Acidity in wine is very important as it is what brings about the tartaric taste, uniqueness, complexity, and balance of the beverage. It is what makes you salivate, making you want to take a sip after another. It is what enables it to be enjoyed as it normally is by either pairing it with certain foods or be taken as is. It is the acidity in the wine that determines the way it ferments when subjected to ideal fermentation conditions as well as the life of the wine even after the fermentation period.

Curbing and managing wine acidity

Some people just can’t compromise on having a great social time and the pleasure a glass or two of wine affords them. They, therefore, have tried ways to curb the heartburn or rather acidity menace while still being able to enjoy a glass of their favorite wine. Taking acid-blockers or ant-acid medications prior to engaging in wine consumption is a discovery that has saved many social lives out there. These acid-blockers chemically act by neutralizing the acidity in the stomach as well as in the gullet/esophagus.

Some theories say that drinking alcohol/wine on an empty stomach leads to excruciating heartburns. One is therefore encouraged to ensure that they introduce something solid to the stomach to serve as a base before they can finally introduce the alcohol. This, however, works differently with different people.
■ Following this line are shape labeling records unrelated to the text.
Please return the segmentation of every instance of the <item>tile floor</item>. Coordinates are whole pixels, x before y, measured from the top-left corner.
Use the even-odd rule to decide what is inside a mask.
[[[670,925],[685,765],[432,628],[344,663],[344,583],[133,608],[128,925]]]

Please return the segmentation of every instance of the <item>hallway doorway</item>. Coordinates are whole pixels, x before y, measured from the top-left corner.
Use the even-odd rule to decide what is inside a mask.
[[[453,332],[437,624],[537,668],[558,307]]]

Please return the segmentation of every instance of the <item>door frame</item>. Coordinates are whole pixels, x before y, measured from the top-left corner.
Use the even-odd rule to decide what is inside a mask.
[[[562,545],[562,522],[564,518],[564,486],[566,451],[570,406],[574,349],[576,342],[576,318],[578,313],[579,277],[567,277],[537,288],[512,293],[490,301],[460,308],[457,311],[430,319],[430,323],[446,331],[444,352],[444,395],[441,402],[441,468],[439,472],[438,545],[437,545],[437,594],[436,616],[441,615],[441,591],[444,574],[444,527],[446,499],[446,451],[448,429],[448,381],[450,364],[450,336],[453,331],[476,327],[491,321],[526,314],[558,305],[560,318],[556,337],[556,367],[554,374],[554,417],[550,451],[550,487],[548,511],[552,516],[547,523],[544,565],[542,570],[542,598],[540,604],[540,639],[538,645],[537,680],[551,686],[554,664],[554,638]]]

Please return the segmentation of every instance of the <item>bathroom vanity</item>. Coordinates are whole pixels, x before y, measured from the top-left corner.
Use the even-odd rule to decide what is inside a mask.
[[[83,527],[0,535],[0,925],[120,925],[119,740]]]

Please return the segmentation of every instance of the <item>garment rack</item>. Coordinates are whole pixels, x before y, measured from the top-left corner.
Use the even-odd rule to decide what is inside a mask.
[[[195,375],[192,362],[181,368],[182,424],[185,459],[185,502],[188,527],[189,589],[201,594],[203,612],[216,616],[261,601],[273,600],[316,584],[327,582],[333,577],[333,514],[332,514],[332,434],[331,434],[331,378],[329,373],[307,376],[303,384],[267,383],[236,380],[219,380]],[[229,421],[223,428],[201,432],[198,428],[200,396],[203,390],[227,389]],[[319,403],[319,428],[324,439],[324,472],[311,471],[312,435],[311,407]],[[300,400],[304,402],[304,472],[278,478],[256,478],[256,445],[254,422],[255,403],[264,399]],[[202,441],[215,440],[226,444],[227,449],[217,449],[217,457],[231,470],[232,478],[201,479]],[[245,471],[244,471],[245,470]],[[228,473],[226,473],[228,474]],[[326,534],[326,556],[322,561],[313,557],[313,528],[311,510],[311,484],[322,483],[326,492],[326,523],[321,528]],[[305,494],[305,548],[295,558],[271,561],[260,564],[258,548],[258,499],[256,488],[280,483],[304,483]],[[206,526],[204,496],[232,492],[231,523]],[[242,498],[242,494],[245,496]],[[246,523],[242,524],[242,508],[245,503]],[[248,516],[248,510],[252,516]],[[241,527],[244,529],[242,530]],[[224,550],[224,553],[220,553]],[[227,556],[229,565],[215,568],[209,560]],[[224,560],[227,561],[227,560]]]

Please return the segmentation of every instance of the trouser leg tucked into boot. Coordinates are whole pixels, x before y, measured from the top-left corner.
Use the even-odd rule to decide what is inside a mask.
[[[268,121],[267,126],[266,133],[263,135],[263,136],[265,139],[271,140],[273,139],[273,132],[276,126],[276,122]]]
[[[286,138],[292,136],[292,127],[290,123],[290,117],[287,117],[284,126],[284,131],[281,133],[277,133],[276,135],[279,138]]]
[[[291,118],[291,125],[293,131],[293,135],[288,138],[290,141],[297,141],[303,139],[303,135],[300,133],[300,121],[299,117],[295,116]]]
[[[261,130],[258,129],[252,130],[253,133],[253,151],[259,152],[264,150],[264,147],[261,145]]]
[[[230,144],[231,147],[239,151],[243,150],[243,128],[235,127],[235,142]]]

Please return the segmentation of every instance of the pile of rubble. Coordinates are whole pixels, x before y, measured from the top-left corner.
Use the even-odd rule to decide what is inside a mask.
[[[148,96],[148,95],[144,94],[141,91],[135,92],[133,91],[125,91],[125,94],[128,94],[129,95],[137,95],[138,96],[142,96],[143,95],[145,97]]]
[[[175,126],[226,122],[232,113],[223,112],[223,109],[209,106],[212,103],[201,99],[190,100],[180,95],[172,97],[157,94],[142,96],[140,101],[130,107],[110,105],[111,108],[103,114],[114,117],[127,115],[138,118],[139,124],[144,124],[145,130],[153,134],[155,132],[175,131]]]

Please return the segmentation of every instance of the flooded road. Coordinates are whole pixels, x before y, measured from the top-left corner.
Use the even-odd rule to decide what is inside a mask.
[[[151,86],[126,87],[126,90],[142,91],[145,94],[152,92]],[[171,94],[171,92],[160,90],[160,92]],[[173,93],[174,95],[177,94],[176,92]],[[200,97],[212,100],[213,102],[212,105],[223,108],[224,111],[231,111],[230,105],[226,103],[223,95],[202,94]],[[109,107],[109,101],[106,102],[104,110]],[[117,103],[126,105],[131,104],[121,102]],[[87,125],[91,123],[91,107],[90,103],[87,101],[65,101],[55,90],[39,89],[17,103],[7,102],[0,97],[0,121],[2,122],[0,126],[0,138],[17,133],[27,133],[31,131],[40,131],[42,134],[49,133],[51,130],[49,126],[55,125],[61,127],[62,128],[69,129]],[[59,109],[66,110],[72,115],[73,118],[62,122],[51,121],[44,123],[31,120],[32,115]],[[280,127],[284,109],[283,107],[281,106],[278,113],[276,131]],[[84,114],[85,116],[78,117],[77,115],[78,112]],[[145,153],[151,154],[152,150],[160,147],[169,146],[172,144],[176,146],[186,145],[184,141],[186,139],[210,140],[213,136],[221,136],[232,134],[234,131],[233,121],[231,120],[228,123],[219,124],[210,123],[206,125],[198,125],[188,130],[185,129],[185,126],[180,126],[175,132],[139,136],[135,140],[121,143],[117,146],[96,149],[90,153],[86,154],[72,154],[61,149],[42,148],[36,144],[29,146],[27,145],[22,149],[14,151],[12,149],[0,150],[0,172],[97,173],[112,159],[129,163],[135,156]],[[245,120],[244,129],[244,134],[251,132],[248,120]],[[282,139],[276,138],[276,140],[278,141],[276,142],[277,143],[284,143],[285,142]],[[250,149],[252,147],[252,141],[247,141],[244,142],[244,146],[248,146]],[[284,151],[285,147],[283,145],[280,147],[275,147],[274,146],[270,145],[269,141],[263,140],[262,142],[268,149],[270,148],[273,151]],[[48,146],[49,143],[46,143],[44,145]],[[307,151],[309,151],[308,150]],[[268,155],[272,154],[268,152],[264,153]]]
Another used but uncommon way of reducing wine acidity is by diluting it
by adding some distilled water to it. The problem with this is that it also
dilutes the wine’s flavor, thus rendering the wine tasteless and with no
tangible flavor. 

As earlier mentioned, the fermentation process, the grape variety in use and the climatic condition of a region play a big role in determining the acidity levels of wine. Depending on personal preference, whether we are talking of homemade or bought wine, through fermentation, a wine’s acidity levels and its overall flavor are influenced.

So then, what is the way forward?

Acidity of various wines differ. Most wine description boxes indicate the acidity levels of its content but with a little research, you can establish a niche and find yourself the right kind of wine. Once you’ve known your acid tolerance levels, you can still enjoy your wine by going for low-acidity wines.